ICAPS Conference 2019 Conference Paper

Best-First Width Search for Multi Agent Privacy-Preserving Planning

  • Alfonso Emilio Gerevini
  • Nir Lipovetzky
  • Francesco Percassi
  • Alessandro Saetti
  • Ivan Serina

In multi-agent planning, preserving the agents’ privacy has become an increasingly popular research topic. For preserving the agents’ privacy, agents jointly compute a plan that achieves mutual goals by keeping certain information private to the individual agents. Unfortunately, this can severely restrict the accuracy of the heuristic functions used while searching for solutions. It has been recently shown that, for centralized planning, the performance of goal oriented search can be improved by combining goal oriented search and width-based search. The combination of these techniques has been called best-first width search. In this paper, we investigate the usage of best-first width search in the context of (decentralised) multi-agent privacy-preserving planning, addressing the challenges related to the agents’ privacy and performance. In particular, we show that best-first width search is a very effective approach over several benchmark domains, even when the search is driven by heuristics that roughly estimate the distance from goal states, computed without using the private information of other agents. An experimental study analyses the effectiveness of our techniques and compares them with the state-of-the-art.

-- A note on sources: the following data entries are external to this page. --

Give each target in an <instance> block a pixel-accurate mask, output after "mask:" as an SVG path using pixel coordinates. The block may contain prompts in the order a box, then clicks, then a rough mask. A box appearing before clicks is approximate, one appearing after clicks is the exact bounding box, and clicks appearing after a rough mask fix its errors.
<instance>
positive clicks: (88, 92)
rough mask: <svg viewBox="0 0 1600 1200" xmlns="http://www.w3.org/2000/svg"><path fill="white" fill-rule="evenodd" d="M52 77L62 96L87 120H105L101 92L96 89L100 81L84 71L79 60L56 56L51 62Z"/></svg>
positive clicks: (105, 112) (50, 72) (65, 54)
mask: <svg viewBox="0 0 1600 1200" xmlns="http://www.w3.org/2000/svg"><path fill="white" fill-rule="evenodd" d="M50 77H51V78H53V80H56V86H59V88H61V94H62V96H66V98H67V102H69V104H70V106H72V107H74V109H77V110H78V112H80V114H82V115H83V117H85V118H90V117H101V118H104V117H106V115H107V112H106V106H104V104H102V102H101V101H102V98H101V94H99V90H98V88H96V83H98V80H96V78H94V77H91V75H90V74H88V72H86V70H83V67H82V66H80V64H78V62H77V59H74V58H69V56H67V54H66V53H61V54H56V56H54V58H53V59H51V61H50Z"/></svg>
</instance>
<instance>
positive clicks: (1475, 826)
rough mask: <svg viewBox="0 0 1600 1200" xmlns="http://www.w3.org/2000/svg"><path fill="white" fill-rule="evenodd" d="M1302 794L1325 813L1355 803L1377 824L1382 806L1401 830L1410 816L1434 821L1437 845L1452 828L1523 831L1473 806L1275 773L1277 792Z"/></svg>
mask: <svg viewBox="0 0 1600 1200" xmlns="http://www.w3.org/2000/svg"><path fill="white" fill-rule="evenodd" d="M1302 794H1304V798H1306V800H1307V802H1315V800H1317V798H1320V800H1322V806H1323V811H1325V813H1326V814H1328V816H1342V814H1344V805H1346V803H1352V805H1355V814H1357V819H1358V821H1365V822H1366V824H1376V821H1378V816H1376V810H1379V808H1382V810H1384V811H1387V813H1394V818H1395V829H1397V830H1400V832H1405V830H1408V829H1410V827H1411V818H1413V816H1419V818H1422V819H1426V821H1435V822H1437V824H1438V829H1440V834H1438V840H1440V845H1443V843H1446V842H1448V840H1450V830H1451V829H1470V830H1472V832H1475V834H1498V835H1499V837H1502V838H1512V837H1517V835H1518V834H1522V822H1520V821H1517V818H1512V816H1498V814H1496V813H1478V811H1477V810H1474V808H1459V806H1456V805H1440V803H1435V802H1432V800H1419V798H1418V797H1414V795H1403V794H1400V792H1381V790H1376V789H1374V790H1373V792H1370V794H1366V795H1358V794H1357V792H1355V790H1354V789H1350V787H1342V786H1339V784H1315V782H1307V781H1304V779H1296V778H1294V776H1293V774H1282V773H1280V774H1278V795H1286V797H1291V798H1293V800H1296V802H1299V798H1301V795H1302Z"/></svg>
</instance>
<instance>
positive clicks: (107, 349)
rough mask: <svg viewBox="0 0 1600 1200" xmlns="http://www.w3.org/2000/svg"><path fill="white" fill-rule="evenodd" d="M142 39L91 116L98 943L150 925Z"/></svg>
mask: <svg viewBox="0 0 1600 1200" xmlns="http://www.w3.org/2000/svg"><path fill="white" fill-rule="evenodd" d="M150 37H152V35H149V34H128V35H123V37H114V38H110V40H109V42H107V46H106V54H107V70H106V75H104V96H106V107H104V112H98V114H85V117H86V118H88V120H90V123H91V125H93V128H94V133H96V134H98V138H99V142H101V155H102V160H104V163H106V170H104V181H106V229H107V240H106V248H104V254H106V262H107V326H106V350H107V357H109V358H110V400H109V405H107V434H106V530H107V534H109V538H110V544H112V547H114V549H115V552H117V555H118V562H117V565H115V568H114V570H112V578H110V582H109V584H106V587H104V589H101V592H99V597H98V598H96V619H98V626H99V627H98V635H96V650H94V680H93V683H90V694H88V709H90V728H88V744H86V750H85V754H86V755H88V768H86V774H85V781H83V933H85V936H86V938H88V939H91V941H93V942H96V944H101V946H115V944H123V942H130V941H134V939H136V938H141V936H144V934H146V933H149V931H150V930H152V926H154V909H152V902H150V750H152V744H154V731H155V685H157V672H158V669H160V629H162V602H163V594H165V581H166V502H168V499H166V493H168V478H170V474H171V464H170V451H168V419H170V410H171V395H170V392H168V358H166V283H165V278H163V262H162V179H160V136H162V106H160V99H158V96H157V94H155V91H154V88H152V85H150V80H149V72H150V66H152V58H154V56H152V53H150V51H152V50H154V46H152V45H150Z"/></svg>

ICAPS Conference 2019 Conference Paper

On Compiling Away PDDL3 Soft Trajectory Constraints without Using Automata

  • Francesco Percassi
  • Alfonso Emilio Gerevini

We address the problem of propositional planning extended with the class of soft temporally extended goals supported in PDDL3, also called qualitative preferences since IPC-5. Such preferences are useful to characterise plan quality by allowing the user to express certain soft constraints on the state trajectory of the desired solution plans. We propose and evaluate a compilation approach that extends previous work on compiling soft reachability goals and always goals to the full set of PDDL3 qualitative preferences. This approach directly compiles qualitative preferences into propositional planning without using automata to represent the trajectory constraints. Moreover, since no numeric fluent is used, it allows many existing STRIPS planners to immediately address planning with preferences without changing their algorithms or code. An experimental analysis presented in the paper evaluates the performance of state-of-the-art propositional planners using our compilation of qualitative preferences. The results indicate that the proposed approach is highly competitive with respect to current planners that natively support the considered class of preferences, as well as with a recent automata-based compilation approach.

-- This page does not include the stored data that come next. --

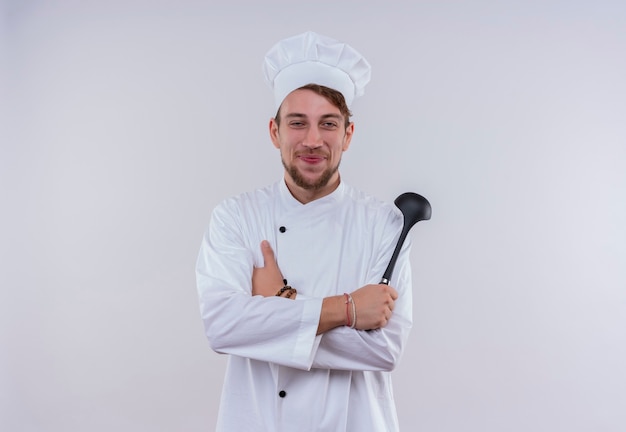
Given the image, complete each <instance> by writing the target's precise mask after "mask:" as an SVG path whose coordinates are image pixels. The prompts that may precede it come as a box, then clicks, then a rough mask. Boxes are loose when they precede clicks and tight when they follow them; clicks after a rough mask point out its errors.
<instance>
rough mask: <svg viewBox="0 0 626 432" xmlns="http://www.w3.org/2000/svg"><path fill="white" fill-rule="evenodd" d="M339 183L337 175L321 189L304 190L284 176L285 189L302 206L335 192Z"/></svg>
mask: <svg viewBox="0 0 626 432" xmlns="http://www.w3.org/2000/svg"><path fill="white" fill-rule="evenodd" d="M339 183H341V180H340V178H339V175H337V176H335V177H334V178H332V179H331V180H330V181H329V182H328V183H327V184H326V185H324V186H323V187H319V188H305V187H302V186H298V185H297V184H295V183H294V181H293V180H292V179H291V178H290V177H289V175H287V174H286V175H285V184H286V185H287V189H289V192H291V195H293V197H294V198H295V199H296V200H298V201H299V202H301V203H302V204H308V203H310V202H312V201H315V200H317V199H320V198H323V197H325V196H327V195H330V194H331V193H333V192H334V191H335V190H337V188H338V187H339Z"/></svg>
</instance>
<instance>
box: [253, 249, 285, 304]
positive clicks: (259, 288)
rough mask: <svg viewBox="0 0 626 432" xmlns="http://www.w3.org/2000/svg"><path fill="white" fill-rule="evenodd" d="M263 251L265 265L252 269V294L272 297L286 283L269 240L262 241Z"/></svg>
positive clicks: (262, 253)
mask: <svg viewBox="0 0 626 432" xmlns="http://www.w3.org/2000/svg"><path fill="white" fill-rule="evenodd" d="M261 253H262V254H263V265H264V267H255V268H254V269H253V270H252V295H262V296H263V297H270V296H273V295H276V292H277V291H278V290H279V289H281V288H282V287H283V286H284V285H285V284H284V282H283V275H282V273H281V272H280V269H279V268H278V263H277V262H276V258H275V257H274V251H273V250H272V247H271V246H270V244H269V242H268V241H267V240H263V241H262V242H261Z"/></svg>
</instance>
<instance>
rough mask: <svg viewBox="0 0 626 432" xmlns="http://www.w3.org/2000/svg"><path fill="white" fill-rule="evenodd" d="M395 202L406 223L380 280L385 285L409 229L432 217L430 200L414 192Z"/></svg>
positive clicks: (391, 272)
mask: <svg viewBox="0 0 626 432" xmlns="http://www.w3.org/2000/svg"><path fill="white" fill-rule="evenodd" d="M394 204H395V205H396V207H398V208H399V209H400V211H401V212H402V214H403V215H404V225H403V227H402V232H401V233H400V238H399V239H398V244H396V249H395V250H394V251H393V255H392V256H391V260H390V261H389V265H388V266H387V270H385V273H384V274H383V278H382V279H381V281H380V283H381V284H385V285H389V281H390V280H391V274H392V273H393V268H394V267H395V265H396V261H397V260H398V255H399V254H400V249H402V244H403V243H404V240H405V239H406V236H407V234H408V233H409V230H410V229H411V228H412V227H413V225H415V224H416V223H418V222H419V221H421V220H428V219H430V215H431V213H432V209H431V207H430V203H429V202H428V200H427V199H426V198H424V197H423V196H421V195H418V194H416V193H414V192H405V193H403V194H402V195H400V196H398V198H396V200H395V201H394Z"/></svg>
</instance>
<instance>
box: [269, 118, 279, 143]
mask: <svg viewBox="0 0 626 432" xmlns="http://www.w3.org/2000/svg"><path fill="white" fill-rule="evenodd" d="M269 129H270V139H271V140H272V144H274V147H276V148H280V143H279V141H278V123H276V120H274V118H271V119H270V124H269Z"/></svg>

SoCS Conference 2017 Conference Paper

Improving Plan Quality through Heuristics for Guiding and Pruning the Search: A Study Using LAMA

  • Francesco Percassi
  • Alfonso Emilio Gerevini
  • Hector Geffner

Admissible heuristics are essential for optimal planning in the context of search algorithms like A*, and they can also be used in the context of suboptimal planning in order to find quality-bounded solutions. In satisfacing planning, on the other hand, admissible heuristics are not exploited by the best-first search algorithms of existing planners even when a time window is available for improving the first solution found. For example, in the well-know planner LAMA, better solutions within such a time window are sought by restarting a Weighted-A* search guided by inadmissible heuristics, each time a better solution is found. In this paper, we investigate the use of admissible heuristics in the context of LAMA for pruning nodes that cannot lead to better solutions. The revised search of LAMA is experimentally evaluated using two alternative admissible heuristics for pruning and three types of problems: planning with soft goals, planning with action costs, and planning with both action costs and soft goals. Soft goals are compiled into hard goals following the approach of Keyder and Geffner. The empirical results show that the use of admissible heuristics in LAMA can be of great help to improve the planner performance.